As you can obviously tell, I am on a Brussel Sprouts KICK. We probably eat them at least three times a week. I’ve told you before and Ill tell you again, Im obsessed! There are soooooo many different ways to cook these and flavor these, the possibilities are literally endless! They are so stinkin’ amazing! We find ourselves randomly saying to each other “I really want Brussels Sprouts!” I could probably live off these because you seriously can make them sweet flavored as well! So since I first tried this particular flavor paired with Cilantro Lime Rice and Cheese Chicken Pablonos, I wanted to keep the zest and tangyness flowing through all the dishes, but you can serve this up with whatever your heart desires! Its lemon-y, garlic-y, where is the negative in that? Didn’t think so! Super crunchy and super refreshing! Yummo!
Lemon-Garlic Brussels Sprouts
Yield: 2 servings Prep Time: 5 minutes Cook time: 10 minutes Total Time: 15 minutes
- 1 lb. brussels sprout, trimmed and halved
- 4 garlic cloves, minced
- Juice of one lemon
- Zest of one lemon
- 1/2 tsp garlic powder
- 1/2 tsp honey
- Salt and Pepper to taste
- 2 Tbsp Olive Oil
- Wash, trim, and halve your brussels sprouts.
- In a skillet, heat up 2 tbsp of olive oil. Toss in brussels sprouts.
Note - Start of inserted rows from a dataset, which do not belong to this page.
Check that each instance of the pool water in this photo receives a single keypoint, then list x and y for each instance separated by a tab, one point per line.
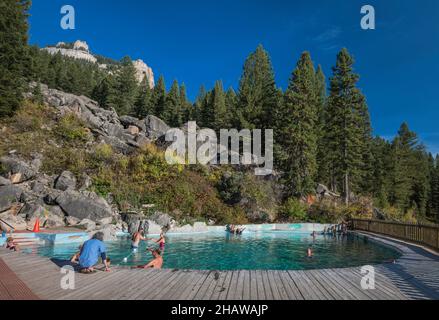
266	250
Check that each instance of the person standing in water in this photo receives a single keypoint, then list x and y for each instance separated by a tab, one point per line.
155	263
161	242
137	237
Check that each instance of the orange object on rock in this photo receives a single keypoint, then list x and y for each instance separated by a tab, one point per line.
37	226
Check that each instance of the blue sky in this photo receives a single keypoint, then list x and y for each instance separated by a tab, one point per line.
198	42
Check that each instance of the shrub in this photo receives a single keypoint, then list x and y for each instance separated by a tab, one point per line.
293	210
71	129
230	187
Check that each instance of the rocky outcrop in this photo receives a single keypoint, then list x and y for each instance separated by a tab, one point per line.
80	50
18	170
4	182
9	195
155	127
142	71
66	181
80	206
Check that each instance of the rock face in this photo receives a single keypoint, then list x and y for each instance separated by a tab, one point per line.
80	206
4	182
156	127
66	181
80	50
142	71
18	169
8	196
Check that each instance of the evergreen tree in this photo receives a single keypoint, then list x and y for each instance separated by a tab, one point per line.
199	105
159	97
105	93
434	191
14	58
172	113
143	104
186	107
346	128
37	95
403	173
299	131
219	107
321	91
258	98
126	87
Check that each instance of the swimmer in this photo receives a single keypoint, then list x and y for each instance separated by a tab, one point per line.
137	237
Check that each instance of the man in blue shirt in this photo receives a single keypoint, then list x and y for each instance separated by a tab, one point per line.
90	253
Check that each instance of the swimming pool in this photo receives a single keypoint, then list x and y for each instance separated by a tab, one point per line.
263	250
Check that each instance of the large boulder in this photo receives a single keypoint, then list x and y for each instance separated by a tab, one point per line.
110	232
32	210
4	182
152	228
128	121
155	127
8	196
118	145
18	169
162	219
54	221
16	222
66	181
81	206
87	225
134	221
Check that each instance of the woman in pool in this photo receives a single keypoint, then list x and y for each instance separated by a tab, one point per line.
155	263
161	242
11	245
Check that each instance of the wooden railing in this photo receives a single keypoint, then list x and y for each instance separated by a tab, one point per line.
419	233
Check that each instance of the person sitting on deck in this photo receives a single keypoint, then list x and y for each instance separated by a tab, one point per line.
239	231
155	263
137	237
75	258
11	245
90	253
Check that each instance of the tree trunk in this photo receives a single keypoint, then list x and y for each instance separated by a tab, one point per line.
346	188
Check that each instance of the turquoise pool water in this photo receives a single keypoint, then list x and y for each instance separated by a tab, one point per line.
267	250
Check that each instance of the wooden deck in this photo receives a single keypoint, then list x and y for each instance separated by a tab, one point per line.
414	276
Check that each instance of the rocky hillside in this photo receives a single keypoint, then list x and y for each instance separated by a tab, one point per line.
80	50
71	163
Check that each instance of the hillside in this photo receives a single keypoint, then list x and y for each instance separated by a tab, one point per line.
68	160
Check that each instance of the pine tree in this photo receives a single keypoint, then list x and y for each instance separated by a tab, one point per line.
186	107
299	131
37	95
434	191
321	91
172	113
105	93
219	107
403	173
159	97
126	87
199	105
258	98
14	57
142	105
347	128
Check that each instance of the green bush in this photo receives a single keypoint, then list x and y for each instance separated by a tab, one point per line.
71	129
230	187
293	210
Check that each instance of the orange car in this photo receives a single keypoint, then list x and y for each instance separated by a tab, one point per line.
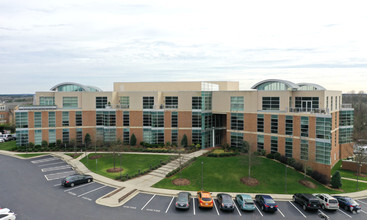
205	199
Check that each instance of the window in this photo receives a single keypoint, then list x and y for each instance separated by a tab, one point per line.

- Allow to cook until browned. (I like mine a little more charred!)
- In a small bowl, combine the minced garlic, lemon juice, lemon zest, garlic powder, salt, pepper, and honey. Whisk together.
- About 3 minutes before you pull off the sprouts, add the lemon garlic sauce, and mix around.
- The juice will get absorbed. Pull them off and serve!